PHOENIX — Arizona lawmakers once again face tough questions of how to deal with increased demand for water in the face of drier weather, and how to get water to where it is needed.

The much-heralded drought contingency plan approved in 2019 provides some short-term relief for the Colorado River, as Arizona is required to withdraw less water from it.

But the emerging problem is in areas that do not get Colorado River water, like portions of Cochise and La Paz counties where large industrial farms have been built.

In essence, the law on groundwater is it can be pumped by landowners who put it to “beneficial use.” But in many rural parts of the state, there are no limits on how much someone can take.

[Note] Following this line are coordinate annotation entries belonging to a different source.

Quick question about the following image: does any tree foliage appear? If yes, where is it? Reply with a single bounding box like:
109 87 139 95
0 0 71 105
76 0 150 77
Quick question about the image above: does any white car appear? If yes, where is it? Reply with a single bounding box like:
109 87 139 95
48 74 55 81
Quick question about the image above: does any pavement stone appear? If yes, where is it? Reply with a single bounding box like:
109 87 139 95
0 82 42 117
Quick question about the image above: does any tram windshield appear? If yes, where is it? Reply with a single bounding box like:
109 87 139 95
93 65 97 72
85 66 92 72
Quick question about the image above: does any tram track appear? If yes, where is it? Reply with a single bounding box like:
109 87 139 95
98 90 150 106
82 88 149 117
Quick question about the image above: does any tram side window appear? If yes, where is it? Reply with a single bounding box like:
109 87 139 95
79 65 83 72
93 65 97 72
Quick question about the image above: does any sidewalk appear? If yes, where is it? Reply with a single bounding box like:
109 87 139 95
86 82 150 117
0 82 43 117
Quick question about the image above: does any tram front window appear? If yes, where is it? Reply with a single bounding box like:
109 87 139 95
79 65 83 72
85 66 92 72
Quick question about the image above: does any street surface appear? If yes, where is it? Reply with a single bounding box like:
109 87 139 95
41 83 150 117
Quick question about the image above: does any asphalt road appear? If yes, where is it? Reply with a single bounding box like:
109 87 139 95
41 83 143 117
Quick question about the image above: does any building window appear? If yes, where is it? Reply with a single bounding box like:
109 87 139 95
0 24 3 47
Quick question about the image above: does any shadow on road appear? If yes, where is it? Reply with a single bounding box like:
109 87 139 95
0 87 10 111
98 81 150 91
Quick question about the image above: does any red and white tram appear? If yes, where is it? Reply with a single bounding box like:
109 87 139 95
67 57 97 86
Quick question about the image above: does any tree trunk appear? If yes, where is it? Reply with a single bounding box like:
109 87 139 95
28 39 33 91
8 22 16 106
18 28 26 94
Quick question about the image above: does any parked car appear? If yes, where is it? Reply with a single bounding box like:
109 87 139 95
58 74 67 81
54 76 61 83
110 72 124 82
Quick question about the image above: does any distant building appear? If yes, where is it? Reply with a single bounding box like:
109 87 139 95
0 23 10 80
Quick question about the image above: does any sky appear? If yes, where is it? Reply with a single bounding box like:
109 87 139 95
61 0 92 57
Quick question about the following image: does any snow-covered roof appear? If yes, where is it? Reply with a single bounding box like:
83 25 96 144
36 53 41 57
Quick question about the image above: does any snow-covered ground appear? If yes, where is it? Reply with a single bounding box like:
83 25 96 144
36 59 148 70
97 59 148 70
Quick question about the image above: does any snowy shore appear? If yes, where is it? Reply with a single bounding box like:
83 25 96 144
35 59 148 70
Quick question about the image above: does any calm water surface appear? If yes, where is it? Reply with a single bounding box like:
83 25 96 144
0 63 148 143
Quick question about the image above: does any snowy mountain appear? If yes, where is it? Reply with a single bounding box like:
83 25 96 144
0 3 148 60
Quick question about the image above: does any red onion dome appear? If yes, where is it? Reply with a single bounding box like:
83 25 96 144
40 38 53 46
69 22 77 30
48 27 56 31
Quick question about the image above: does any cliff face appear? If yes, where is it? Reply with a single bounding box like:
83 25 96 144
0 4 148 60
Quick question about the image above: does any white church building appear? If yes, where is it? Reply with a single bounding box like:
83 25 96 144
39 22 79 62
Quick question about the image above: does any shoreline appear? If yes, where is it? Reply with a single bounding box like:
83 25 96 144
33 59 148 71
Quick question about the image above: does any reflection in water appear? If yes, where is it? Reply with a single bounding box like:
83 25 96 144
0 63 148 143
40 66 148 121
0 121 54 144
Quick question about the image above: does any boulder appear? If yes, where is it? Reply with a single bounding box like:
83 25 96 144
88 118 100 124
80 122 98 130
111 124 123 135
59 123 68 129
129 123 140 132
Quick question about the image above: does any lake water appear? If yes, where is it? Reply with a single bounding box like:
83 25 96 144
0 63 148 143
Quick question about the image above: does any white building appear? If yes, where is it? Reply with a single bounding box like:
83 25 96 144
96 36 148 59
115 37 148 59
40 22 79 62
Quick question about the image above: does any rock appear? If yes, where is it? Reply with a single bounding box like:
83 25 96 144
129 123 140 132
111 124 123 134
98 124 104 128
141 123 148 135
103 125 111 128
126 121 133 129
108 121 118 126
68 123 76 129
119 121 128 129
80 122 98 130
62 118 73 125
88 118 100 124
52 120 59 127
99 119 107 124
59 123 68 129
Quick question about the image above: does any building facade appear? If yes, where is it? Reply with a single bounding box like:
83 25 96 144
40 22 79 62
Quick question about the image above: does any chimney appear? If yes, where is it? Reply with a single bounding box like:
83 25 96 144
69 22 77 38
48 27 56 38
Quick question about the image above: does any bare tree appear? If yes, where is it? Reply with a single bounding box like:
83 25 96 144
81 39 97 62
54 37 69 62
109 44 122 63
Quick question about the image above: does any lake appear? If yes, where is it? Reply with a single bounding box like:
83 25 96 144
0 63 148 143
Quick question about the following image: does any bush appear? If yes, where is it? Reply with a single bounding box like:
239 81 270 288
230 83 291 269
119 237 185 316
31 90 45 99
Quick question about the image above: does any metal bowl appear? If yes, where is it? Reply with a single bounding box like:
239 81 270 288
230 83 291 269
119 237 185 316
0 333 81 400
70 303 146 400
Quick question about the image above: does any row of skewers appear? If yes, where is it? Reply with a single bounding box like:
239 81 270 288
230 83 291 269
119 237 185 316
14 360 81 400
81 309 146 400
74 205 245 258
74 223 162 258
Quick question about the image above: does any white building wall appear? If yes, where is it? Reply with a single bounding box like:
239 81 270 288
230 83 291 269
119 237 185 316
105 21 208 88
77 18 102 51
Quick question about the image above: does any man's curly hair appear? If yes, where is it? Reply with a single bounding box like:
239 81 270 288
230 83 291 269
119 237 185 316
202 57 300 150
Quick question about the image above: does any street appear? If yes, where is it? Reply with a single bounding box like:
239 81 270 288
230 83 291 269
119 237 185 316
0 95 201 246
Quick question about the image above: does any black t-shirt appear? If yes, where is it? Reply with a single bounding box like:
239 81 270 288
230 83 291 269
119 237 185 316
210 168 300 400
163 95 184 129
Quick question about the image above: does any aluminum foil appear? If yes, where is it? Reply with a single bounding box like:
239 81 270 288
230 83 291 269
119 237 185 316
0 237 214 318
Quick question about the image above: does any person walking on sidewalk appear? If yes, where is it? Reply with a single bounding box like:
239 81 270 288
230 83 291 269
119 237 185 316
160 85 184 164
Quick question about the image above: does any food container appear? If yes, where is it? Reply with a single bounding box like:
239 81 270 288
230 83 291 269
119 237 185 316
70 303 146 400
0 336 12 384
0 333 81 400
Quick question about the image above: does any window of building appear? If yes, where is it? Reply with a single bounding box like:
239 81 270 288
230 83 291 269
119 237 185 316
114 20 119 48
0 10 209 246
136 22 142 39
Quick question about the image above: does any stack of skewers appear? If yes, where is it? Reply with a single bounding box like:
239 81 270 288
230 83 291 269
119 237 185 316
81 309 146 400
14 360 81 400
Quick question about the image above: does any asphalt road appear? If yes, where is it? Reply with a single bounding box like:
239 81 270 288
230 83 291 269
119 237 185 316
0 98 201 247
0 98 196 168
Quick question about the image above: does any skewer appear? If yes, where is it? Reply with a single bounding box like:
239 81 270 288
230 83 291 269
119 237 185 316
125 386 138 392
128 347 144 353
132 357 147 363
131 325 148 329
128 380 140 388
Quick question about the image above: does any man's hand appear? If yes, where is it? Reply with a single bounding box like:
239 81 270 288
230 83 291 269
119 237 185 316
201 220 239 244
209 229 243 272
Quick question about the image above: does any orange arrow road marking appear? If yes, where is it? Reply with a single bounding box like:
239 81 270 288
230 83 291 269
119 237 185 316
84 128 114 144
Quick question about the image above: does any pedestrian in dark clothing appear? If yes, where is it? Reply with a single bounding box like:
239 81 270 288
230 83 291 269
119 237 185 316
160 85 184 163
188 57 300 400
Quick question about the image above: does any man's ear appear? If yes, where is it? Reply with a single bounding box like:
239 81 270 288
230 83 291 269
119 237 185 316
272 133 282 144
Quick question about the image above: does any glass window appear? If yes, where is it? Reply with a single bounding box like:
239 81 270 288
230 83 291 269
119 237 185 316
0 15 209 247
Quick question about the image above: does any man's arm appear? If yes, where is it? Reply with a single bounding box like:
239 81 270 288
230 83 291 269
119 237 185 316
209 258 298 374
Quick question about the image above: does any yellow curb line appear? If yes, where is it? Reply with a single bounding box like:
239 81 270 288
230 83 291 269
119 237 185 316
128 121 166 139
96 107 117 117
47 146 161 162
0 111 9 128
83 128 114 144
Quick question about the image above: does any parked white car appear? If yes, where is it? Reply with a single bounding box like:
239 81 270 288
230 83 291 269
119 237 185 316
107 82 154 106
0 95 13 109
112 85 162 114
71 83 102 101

The effective result is that whoever has the longest straw wins.

Put another way, if a large farm drills a deeper well than nearby smaller farms or residents, it need not legally concern itself if those other wells dry up.

That has been happening. The only question is what politicians are willing to do about it.

Some of it comes down to definitions — and deciding whether there is a problem.

House Minority Leader Charlene Fernandez said the first step is figuring out how much is being sucked from the ground every year.

“We should know how much we’re using,” she said. “We won’t know how much to conserve if we don’t know what we’re using.”

But the Yuma Democrat said when she posed the idea of metering wells at a community meeting, “it wasn’t very popular.”

“People who own land believe the water rights belong to the property underneath,” she said.

Hay for Saudi Arabia

Complicating any solution politically is the fact that one of the larger operations uses Arizona groundwater to grow hay to ship to Saudi Arabia to feed cattle there.

Some area residents report their existing wells have gone dry, forcing them to drill even deeper.

“We have to stand up to that,” said Fernandez, who has been one of the key players in shaping Arizona water legislation. She said there should be some way to distinguish between families who live in the area and corporate farmers, “people who don’t have a vested interest in the area.”

“But who makes that decision?” she asked.

Rep. Regina Cobb, R-Kingman, said she would like a state law governing all wells. But she said there is too much political opposition.

“Some areas of the state decided they don’t like to have monitoring,” Cobb said. “They don’t want to know what’s in their aquifers.”

Cobb said that may have made sense at one time.

“We were the ‘land of the free’ in Mohave and La Paz counties,” she said.

“We didn’t want any of those things until somebody started coming in and taking our water,” Cobb continued. “Then, all of a sudden, we do want it.”

Her legislation would permit — but not require — counties to decide whether to monitor and regulate groundwater withdrawal.

Allowing things to go along without regulation is simply unacceptable, she said.

Aquifers drying up

Cobb said studies done in the Western Arizona counties found no aquifer with more than a 75-year water supply.

“If that were Phoenix, we would be halting all new development,” she said.

Republican Gov. Doug Ducey, for his part, appears to view farming, by anyone, as a form of economic development.

“Agriculture’s a big industry,” he said.

Ducey sees little difference between the use of water by a corporate farm selling hay to Saudi interests and Arizonans growing vegetables for commercial sale.

“We’re the No. 1 leafy green exporter in the world,” he said. “Our lettuce and romaine goes all around North America. Our durum wheat is the wheat they use in Italy to make their pasta.”

The fight is over more than groundwater regulation.

Some Arizona communities anxious for water supplies for continued growth are looking at Western Arizona as a solution.

For example, Queen Creek is negotiating to buy the rights to about 2,000 acre-feet of Colorado River water that belongs to a farming operation there.

In essence, the company that owns the property would agree to stop farming and develop the land for uses that could be fulfilled with local water supplies.

But Western Arizona communities are less than anxious to be seen as the drinking fountains for thirsty urban residents.

Cobb has a plan for that, too.

Her legislation would entirely prohibit the transfer of certain water rights away from the Colorado River.